MLCDS 2021 proceedings, LNCS 13050: https://link.springer.com/book/10.1007%2F978-3-030-89847-2 Temporary free access to the online version of the MLCDS 2021 proceedings will be available for 4 weeks.

This is the 11th workshop in the series on bringing clinicians and medical imaging researchers to discuss topics in clinical decision support and translation to practice of machine learning for medical imaging. Diagnostic decision-making (using images and other clinical data) is still very much an art for many physicians in their practices today due to a lack of quantitative tools and measurements. Recent wave of deep learning for medical imaging is showing new promise for building clinical decision support systems. However, their translation and adoption to clinical practice has been slow with high expectations on accuracies for such systems in terms of both precision and recall. Furthermore, with medical images being acquired at multiple scales and/or multiple from modalities, multimodal fusion techniques have been increasingly applied in research studies and clinical practice to integrate and make sense of the patient data across scales of observation.

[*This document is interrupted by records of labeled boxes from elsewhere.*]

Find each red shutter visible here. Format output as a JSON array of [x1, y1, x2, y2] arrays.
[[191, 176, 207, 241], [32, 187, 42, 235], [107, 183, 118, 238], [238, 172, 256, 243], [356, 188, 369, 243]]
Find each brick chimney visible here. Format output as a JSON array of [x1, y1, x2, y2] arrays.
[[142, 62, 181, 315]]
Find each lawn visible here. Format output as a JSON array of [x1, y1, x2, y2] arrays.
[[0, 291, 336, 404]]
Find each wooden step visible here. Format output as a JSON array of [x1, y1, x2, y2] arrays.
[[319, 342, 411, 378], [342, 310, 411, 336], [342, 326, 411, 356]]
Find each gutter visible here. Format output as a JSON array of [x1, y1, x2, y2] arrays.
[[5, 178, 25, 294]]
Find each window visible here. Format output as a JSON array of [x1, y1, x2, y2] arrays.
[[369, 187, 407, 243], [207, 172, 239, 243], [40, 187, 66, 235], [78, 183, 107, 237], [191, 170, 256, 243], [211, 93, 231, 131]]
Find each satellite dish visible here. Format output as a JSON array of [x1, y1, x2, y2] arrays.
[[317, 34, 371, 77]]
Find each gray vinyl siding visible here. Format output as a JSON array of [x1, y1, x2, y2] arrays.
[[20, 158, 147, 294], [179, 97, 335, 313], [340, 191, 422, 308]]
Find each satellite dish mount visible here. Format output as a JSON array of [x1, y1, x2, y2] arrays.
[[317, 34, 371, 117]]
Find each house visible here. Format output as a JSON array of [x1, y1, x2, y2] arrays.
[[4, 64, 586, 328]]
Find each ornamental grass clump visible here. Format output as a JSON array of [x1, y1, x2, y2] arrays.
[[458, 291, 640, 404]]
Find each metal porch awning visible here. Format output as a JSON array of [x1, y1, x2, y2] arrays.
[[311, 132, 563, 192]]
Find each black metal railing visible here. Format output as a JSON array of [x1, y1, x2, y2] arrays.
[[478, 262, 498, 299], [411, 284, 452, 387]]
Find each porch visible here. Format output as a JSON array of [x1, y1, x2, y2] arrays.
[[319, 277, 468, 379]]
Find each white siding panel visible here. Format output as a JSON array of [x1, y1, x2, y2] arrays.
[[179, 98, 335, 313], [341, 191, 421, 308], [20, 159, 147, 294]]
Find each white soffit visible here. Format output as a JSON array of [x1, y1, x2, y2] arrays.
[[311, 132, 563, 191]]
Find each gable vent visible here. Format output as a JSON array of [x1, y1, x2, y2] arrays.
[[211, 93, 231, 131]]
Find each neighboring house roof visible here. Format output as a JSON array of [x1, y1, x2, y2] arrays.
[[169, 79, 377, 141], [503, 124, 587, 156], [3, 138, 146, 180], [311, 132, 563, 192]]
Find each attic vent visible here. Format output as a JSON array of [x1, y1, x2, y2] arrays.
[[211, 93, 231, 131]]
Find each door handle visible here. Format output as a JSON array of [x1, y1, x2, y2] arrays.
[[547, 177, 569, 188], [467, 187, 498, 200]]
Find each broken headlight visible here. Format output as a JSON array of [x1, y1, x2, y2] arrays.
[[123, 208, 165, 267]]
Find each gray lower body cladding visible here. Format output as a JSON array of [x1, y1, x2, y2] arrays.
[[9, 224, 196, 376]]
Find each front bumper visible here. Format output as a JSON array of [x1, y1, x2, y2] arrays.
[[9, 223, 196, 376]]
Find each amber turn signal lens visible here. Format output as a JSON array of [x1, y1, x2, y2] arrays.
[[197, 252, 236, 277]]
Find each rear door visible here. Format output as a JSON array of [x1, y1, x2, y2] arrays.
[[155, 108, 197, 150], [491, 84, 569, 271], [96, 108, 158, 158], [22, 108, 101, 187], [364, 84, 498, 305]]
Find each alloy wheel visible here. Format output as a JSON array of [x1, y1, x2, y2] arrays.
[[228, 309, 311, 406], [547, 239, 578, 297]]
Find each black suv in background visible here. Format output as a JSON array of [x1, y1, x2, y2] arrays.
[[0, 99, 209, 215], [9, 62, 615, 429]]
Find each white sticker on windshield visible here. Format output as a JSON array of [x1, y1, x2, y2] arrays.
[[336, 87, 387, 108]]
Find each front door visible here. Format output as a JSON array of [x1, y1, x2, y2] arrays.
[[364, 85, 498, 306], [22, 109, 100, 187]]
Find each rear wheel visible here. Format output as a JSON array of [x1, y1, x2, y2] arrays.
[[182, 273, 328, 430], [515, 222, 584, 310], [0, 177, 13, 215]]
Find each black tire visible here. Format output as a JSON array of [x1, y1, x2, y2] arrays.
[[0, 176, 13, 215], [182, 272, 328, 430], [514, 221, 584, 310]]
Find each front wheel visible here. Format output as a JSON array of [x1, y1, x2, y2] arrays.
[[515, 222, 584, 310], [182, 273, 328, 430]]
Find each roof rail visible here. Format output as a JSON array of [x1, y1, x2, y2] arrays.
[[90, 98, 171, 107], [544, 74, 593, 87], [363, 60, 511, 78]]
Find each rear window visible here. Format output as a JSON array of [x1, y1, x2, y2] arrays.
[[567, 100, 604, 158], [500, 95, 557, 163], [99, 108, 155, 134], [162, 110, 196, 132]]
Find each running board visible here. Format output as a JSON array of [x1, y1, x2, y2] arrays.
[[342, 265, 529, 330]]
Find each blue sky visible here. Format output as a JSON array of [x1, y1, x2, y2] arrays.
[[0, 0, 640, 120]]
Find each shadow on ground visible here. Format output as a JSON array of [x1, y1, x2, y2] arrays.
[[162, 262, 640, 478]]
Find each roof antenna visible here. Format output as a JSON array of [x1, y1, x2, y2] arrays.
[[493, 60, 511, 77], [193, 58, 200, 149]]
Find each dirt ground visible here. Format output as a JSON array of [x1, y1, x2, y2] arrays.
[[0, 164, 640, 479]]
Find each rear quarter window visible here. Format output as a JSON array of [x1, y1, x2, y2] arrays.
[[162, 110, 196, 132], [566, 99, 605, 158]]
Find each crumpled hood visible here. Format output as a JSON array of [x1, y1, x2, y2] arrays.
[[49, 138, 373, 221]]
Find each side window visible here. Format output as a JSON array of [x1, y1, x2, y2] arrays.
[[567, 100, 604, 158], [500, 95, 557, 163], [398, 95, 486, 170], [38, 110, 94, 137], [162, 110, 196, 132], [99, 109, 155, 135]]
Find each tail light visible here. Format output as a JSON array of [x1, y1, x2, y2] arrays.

The goal of this workshop is to bring together imaging researchers and clinicians tackling the important challenges of acquiring and interpreting multimodality data at multiple scales for clinical decision support and treatment planning, to present and discuss latest developments in the field. Specifically, researchers interested in multimodal fusion across scales, multimodal imaging and genomic data analysis, and machine learning/AI communities will be co-located with clinicians who have a use for computer-aided diagnosis and clinical decision support tools. We will discuss new techniques of multimodal learning and their translation to clinical decision support in practice. We are looking for original, high-quality submissions that address innovative research and development in the learning of multimodal medical data for use in clinical decision support and treatment planning. In addition, this year, we are adding a focus on fusing multimodal data covering topics of multi-modal image acquisition and reconstruction, novel methodologies and insights of multiscale multimodal medical images analysis, and empirical studies involving the application of multiscale multimodal imaging for clinical use.